Differential diagnoses of dermatitis, scabies and dermatitis herpetiformis were considered. A therapeutic trial with antibiotics, anti-scabietics and antihistamines showed only mild and temporary improvement. Histopathology from lesional skin showed features of dermatitis with intraepidermal vesiculation. On direct immunofluorescence, strong IgG and C3 deposits at the dermoepidermal junction were seen. Salt split skin sections showed localizaion of immunoreactants to the roof [Figure - 2]. Thus the diagnosis of bullous pemphigoid was confirmed. The patient was started on topical steroids and dapsone 100 mg daily. Within a month, her itching totally subsided and the lesions healed with residual hyperpigmentation. Subsequently the patient was lost for follow up.
DISCUSSION |
Bullous pemphigoid can present as urticarial papules, plaques and excoriations that can precede the onset of blisters by weeks, months or even longer. Later, blistering may arise on normal skin as well as the sites of previous lesions.[1] These cases are usually associated with peripheral blood eosinophilia.[2] Immunofluorescence of the lesional skin is usually positive in such cases. Unusual forms of pemphigoid are vegetating, nodular, hyperkeratotic, localized, childhood, polymorphic and urticarial.[2],[3] BP can also present as erythematous and eczematous lesions.[4] Clinically it can simulate subacute prurigo,[5] scabies,[6] dermatitis herpetiformis or prurigo nodularis.
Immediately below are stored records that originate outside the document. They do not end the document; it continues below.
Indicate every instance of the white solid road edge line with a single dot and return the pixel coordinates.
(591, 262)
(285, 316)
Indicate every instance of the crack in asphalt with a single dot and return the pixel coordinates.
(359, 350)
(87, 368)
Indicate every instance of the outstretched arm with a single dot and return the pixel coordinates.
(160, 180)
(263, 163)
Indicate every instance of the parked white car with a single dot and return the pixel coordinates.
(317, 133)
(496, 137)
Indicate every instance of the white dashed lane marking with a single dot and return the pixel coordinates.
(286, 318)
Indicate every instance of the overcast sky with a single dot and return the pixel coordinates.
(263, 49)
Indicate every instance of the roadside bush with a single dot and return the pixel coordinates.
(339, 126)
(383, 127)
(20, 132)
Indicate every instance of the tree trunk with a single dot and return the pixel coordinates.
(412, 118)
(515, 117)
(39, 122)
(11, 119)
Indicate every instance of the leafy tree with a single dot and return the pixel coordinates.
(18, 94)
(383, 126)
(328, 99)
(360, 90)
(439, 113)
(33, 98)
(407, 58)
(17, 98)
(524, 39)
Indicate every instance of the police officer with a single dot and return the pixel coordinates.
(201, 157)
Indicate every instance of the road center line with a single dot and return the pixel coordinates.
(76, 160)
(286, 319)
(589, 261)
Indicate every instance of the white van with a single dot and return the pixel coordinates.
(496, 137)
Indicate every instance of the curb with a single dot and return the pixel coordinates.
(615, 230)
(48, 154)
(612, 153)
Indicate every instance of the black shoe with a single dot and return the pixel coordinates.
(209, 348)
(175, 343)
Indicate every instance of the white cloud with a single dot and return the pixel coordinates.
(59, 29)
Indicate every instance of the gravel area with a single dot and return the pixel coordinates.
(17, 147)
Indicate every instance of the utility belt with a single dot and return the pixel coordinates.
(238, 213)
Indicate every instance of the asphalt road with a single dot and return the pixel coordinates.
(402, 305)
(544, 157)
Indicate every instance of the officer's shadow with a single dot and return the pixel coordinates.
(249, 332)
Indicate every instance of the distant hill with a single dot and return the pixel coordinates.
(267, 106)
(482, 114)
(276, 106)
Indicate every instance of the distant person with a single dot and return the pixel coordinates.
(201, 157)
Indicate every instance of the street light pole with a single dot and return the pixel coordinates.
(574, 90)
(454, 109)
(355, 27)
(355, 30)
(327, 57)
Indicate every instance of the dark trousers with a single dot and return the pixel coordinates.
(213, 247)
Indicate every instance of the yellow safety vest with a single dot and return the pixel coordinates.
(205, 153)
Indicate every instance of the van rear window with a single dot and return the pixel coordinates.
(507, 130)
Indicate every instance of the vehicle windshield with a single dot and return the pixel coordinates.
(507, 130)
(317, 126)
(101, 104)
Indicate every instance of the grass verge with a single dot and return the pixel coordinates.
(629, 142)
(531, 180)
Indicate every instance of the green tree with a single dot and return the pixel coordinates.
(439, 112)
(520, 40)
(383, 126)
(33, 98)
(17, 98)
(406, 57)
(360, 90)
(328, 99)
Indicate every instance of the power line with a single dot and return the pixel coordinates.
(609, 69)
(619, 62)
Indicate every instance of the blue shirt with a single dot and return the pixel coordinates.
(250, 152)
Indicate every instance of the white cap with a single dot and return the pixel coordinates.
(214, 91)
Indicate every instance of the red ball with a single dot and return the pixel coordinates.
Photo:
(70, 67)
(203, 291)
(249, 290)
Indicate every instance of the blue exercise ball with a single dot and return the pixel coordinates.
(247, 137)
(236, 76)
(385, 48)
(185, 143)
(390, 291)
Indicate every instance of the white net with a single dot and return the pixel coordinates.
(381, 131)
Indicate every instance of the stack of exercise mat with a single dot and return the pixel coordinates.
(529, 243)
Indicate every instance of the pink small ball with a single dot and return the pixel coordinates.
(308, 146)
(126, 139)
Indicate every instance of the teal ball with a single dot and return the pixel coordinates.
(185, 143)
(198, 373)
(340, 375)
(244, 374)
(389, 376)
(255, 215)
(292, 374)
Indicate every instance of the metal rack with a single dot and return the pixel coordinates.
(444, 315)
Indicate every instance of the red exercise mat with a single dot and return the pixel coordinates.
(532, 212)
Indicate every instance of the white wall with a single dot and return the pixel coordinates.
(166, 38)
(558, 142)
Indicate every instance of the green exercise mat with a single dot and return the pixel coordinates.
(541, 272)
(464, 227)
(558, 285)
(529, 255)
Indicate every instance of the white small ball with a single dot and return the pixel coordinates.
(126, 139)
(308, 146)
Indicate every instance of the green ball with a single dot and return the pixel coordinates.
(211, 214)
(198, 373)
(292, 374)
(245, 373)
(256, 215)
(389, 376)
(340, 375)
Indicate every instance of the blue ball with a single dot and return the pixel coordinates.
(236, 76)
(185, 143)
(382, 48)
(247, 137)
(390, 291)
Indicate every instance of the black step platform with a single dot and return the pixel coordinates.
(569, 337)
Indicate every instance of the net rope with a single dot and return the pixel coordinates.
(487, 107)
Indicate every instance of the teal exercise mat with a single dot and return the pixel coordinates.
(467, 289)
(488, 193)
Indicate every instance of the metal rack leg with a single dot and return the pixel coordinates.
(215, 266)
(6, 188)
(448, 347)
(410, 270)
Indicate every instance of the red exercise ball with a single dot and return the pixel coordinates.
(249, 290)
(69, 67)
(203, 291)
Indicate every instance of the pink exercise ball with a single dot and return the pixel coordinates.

This case highlights the need to consider the possibility of bullous pemphigoid when an elderly patient presents with persistent, unexplained, excoriated papules. A high index of suspicion coupled with appropriate investigations like immunofluorescence may be required as histopathology is usually nonspecific. Also, follow up of such cases is important as frank vesicobullous lesions could develop later.[4]